The huge wave of US tariffs imposed on almost every country except Russia, and the trade negotiations that stemmed from it, have hit Moscow’s energy interests and global price volatility.
Oil prices collapsed sharply within a week of the rollout, dragging Russia’s Urals blend below the G7’s $60 price cap, according to energy analysts.
US President Donald Trump rejected the European Commission’s recent proposal for a zero-for-zero tariff deal, instead offering to ease trade duties if the European Union significantly increased its purchases of US liquefied natural gas (LNG).
A commission spokesperson for energy said Brussels was open to such negotiations but emphasised that, just as the EU had moved to diversify away from Russian gas since the start of the full-scale invasion of Ukraine, it did not wish to become overly dependent on the US either.
Russian gas — via both pipeline and LNG shipments — now made up only around 5 per cent and 6 per cent, respectively, of EU imports, a share that could drop further if US LNG purchases rose, Dr Aura Sabadus, a CEPA energy and Russia expert with the London-based Independent Commodity Intelligence Services, told Brussels Signal on April 9.
This marked a huge, indirect blow, the expert claimed, as Russia’s revenues were falling sharply as a result of market-driven effects triggered by the tariffs.
G7 partners were now exploring whether to adjust the oil price cap further downward, said the expert, in light of Brent crude falling more than 19 per cent to just above $60 per barrel.

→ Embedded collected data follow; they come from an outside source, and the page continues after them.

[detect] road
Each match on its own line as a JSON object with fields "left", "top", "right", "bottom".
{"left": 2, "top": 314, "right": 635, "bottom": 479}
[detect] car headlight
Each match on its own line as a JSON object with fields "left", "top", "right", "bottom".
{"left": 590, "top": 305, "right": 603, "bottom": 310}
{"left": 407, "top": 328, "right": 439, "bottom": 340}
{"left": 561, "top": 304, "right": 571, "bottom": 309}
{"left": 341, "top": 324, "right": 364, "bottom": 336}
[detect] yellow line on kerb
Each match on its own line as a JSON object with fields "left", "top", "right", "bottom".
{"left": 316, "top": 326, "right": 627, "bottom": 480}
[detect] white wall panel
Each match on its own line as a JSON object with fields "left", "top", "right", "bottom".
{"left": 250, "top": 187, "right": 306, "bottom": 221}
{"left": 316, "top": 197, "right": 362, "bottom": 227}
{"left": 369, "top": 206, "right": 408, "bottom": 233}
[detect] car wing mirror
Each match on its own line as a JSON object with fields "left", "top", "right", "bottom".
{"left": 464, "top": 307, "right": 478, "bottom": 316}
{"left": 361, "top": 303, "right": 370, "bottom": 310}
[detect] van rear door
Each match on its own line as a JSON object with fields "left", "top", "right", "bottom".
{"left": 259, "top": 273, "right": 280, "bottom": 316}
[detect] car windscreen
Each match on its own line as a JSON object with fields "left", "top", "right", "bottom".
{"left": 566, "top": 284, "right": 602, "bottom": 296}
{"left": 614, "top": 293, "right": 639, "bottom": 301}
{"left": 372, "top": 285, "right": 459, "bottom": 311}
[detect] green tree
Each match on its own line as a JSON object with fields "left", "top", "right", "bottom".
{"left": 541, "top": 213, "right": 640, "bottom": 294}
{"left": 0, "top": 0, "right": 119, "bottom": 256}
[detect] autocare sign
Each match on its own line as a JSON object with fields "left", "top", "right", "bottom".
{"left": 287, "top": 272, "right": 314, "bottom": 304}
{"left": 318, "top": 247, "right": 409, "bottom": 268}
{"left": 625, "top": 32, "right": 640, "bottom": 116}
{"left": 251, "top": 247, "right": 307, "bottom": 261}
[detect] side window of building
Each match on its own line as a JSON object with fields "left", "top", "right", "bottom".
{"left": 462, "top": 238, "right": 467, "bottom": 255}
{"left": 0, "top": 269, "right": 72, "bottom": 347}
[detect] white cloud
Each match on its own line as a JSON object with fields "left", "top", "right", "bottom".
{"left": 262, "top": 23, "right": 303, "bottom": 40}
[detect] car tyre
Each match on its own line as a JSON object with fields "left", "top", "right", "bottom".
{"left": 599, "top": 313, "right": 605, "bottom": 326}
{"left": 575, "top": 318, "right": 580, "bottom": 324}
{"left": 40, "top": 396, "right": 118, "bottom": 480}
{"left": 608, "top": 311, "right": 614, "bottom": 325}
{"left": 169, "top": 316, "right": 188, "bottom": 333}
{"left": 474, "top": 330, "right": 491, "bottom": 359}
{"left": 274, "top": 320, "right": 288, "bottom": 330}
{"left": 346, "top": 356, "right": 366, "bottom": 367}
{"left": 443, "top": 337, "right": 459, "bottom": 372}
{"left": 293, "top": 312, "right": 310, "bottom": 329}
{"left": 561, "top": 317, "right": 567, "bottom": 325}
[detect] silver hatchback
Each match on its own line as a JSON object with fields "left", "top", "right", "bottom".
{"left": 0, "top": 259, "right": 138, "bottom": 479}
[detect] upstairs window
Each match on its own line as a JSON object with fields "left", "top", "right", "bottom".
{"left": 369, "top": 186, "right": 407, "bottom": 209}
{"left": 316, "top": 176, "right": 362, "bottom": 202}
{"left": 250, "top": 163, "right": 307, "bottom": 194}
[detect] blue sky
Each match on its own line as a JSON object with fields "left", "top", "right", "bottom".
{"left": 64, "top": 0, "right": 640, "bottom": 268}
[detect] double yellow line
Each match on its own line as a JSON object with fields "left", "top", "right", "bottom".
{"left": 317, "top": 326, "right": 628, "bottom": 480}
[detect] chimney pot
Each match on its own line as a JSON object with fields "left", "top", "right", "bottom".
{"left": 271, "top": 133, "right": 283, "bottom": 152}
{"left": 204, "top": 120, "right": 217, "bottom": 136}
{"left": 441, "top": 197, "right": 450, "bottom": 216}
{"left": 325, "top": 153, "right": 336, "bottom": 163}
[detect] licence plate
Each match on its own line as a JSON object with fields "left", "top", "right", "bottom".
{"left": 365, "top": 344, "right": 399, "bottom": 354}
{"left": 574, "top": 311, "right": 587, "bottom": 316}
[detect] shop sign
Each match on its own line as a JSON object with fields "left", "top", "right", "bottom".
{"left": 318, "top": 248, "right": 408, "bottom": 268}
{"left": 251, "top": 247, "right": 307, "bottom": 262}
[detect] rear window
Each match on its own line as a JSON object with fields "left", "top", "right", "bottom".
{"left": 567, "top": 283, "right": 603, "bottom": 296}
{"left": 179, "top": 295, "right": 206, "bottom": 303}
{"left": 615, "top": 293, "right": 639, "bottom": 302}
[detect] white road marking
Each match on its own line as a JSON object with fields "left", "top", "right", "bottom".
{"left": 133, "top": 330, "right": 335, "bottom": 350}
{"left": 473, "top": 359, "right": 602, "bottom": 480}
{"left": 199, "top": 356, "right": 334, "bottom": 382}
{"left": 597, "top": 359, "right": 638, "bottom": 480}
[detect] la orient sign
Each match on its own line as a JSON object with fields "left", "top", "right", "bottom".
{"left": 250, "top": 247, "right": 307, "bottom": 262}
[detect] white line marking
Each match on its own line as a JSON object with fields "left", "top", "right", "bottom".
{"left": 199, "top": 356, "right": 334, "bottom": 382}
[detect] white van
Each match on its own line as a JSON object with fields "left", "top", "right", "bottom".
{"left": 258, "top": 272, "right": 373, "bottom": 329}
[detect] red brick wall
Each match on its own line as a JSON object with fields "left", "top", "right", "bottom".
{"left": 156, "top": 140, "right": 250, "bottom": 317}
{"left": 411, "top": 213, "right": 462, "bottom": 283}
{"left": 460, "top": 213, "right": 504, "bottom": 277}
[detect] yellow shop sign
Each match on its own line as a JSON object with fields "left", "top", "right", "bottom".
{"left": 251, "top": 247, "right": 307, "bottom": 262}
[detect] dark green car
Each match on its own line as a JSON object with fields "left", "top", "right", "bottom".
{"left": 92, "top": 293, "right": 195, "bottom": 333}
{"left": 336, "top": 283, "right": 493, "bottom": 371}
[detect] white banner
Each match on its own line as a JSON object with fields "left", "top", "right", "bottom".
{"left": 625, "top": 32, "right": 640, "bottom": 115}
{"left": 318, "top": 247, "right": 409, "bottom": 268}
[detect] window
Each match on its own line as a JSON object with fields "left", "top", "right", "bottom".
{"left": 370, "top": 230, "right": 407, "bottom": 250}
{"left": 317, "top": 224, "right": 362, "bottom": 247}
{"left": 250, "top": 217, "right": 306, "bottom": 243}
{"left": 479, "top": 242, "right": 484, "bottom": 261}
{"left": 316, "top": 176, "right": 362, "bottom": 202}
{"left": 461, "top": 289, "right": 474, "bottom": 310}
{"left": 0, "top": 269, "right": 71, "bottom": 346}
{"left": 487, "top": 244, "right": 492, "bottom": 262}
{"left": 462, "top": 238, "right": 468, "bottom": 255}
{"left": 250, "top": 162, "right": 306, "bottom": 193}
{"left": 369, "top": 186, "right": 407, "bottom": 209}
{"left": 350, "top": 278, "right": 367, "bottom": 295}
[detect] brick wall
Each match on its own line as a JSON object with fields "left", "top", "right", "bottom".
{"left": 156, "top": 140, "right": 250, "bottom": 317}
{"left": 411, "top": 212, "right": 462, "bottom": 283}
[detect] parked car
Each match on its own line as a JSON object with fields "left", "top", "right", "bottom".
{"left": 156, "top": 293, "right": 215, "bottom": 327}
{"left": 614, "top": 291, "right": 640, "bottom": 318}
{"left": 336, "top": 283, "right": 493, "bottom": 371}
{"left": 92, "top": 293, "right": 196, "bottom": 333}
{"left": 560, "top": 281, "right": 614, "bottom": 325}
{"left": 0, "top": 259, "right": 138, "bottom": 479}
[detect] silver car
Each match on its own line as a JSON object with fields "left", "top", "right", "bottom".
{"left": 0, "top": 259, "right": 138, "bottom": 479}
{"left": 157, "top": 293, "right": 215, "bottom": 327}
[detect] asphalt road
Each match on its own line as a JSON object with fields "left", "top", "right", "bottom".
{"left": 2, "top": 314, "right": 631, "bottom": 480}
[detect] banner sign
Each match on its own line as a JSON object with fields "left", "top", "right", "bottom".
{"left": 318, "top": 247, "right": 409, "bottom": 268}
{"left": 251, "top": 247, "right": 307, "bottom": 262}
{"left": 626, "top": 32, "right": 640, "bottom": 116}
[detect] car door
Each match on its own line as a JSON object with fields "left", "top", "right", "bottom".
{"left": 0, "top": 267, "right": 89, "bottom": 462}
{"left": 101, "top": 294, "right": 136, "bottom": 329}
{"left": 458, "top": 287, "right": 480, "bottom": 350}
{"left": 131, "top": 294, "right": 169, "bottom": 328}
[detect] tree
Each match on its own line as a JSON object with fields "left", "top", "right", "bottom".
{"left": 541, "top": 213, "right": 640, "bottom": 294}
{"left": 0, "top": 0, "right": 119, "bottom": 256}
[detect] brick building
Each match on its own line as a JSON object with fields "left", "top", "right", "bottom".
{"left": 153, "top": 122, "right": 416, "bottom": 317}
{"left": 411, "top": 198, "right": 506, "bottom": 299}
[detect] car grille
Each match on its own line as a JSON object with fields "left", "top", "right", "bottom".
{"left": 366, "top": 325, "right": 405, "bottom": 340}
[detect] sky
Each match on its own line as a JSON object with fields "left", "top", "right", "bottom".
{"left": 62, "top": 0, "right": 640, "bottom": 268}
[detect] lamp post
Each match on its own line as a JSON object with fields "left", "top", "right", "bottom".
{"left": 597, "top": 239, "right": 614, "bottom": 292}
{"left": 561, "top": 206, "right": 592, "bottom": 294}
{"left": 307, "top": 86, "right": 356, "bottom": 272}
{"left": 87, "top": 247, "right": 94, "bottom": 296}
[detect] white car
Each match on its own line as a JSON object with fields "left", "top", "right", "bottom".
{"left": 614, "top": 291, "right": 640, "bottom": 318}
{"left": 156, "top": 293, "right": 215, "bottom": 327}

Such a move would deepen the pressure on Russia’s energy income — at a time when fossil fuel revenues still funded about a third of the Kremlin’s annual budget.
Russia has yet to agree to a full ceasefire with Ukraine and while Trump has expressed strong frustration with the Kremlin, he has taken no concrete steps yet.
His global “Liberation Day” tariffs spared Russia — reportedly because it remained officially engaged in peace talks, according to Sabadus.
Leaders of oil and gas producers, along with pipeline operators, described the sharp decline — driven by Trump’s global tariffs and OPEC’s surprise decision to boost output — as a shock reaction rather than a true reflection of market fundamentals, Reuters reported.
Crude prices have now fallen for four consecutive sessions, hitting their lowest levels in four years as mounting recession fears deepen the global trade conflict. China, one of the world’s largest oil importers, now faced import US duties of up to 104 per cent.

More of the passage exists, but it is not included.